Optimization Letters ( IF 1.6 ) Pub Date : 2020-07-21 , DOI: 10.1007/s11590-020-01620-0 Tran Van Su , Nguyen Duc Hien
Based on the notation of Mordukhovich subdifferentials (Mordukhovich in Variational analysis and generalized differentiation I: basic theory, Springer, Berlin, 2006; Variational analysis and generalized differentiation II: applications, Springer, Berlin, 2006; Variational analysis and applications, Springer, Berlin, 2018), we establish strong Karush–Kuhn–Tucker type necessary optimality conditions for the weak efficiency of a nonsmooth nonconvex multiobjective programming problem with set, inequality and equality constraints.
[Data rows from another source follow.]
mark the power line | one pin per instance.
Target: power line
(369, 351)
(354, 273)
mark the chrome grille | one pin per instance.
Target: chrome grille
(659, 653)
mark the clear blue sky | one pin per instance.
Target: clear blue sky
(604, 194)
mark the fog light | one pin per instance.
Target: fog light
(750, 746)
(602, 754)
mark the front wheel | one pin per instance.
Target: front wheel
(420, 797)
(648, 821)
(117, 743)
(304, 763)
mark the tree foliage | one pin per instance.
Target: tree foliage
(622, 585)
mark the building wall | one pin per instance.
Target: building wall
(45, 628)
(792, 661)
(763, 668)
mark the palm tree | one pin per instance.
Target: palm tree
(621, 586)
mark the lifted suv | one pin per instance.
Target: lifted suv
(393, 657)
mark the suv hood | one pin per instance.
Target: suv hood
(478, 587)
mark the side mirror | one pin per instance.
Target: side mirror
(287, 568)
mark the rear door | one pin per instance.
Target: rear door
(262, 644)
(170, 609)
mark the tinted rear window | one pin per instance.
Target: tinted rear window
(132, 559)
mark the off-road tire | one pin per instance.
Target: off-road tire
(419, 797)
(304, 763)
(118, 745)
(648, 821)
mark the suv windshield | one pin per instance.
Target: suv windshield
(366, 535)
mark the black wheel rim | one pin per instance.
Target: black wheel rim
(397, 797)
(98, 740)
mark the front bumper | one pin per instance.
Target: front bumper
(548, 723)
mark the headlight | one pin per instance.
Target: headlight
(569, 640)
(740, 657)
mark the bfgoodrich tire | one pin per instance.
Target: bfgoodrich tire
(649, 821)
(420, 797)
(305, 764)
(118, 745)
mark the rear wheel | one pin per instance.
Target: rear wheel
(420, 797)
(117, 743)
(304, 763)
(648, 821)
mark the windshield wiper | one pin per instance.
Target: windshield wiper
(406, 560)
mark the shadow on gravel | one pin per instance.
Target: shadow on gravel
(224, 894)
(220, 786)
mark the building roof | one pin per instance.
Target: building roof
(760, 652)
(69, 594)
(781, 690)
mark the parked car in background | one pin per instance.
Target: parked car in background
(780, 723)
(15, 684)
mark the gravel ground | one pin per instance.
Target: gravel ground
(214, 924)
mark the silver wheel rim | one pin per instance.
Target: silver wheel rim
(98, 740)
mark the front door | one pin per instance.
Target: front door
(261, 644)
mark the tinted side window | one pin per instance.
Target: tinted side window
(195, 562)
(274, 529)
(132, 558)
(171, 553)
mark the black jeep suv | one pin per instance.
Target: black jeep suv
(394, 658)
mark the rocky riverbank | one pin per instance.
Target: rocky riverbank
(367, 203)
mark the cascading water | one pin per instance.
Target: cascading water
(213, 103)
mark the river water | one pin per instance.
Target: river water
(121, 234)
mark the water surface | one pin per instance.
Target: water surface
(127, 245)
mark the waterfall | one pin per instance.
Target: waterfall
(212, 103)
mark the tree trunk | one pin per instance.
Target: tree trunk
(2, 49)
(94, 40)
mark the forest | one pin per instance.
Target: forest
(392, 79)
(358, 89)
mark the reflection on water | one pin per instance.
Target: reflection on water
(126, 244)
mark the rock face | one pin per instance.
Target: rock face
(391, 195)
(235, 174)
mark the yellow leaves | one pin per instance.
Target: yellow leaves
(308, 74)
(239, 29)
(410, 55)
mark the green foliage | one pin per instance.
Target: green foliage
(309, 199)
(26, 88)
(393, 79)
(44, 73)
We also provide several new definitions for the Mordukhovich-pseudoconvexity and Mordukhovich-quasiconvexity with extended-real-valued functions, and then provide sufficient optimality conditions for weak efficiency to such problem in terms of Mordukhovich subdifferentials.
中文翻译:
用mordukhovich次微分约束的多目标规划问题中弱效率的强Karush-Kuhn-Tucker最优条件
基于Mordukhovich次微分的表示法(Mordukhovich在变分分析和广义微分I:基本理论,施普林格,柏林,2006;变分分析和广义微分II:应用,施普林格,柏林,2006;变分分析和应用,Springer,柏林, 2018年),我们建立了具有集,不等式和等式约束的非光滑非凸多目标规划问题的弱效率的强Karush-Kuhn-Tucker类型必要最优条件。我们还提供了具有扩展实值函数的Mordukhovich-伪凸和Mordukhovich-拟凸的几个新定义,然后根据Mordukhovich次微分为此类问题的弱效率提供了充分的最优条件。